Kenneth Rymill

Personal information
- Full name: Kenneth James Rymill
- Born: 30 August 1906 Northampton, Northamptonshire, England
- Died: 31 May 1977 (aged 70) Northampton, Northamptonshire, England
- Batting: Right-handed

Domestic team information
- 1926–1932: Northamptonshire

Career statistics
| Competition | First-class |
| Matches | 4 |
| Runs scored | 35 |
| Batting average | 5.83 |
| 100s/50s | –/– |
| Top score | 28 |
| Balls bowled | – |
| Wickets | – |
| Bowling average | – |
| 5 wickets in innings | – |
| 10 wickets in match | – |
| Best bowling | – |
| Catches/stumpings | 1/– |
- Source: Cricinfo, 21 October 2012

= Kenneth Rymill =

English cricketer

Kenneth James Rymill (30 August 1906 - 31 May 1977) was an English cricketer. Rymill was a right-handed batsman. He was born at Northampton, Northamptonshire.
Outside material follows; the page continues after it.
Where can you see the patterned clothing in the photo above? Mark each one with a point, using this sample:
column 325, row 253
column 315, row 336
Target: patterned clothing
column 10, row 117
Rymill made his first-class debut for Northamptonshire against Dublin University in 1926 at the County Ground, Northampton. His next first-class appearance for the county came in 1932, against Somerset in the County Championship. He made two further first-class appearances in that season's County Championship, against Kent and Gloucestershire. In his four first-class matches for the county, he scored just 35 runs at an average of 5.83, with a high score of 28.

He died at the town of his birth on 31 May 1977.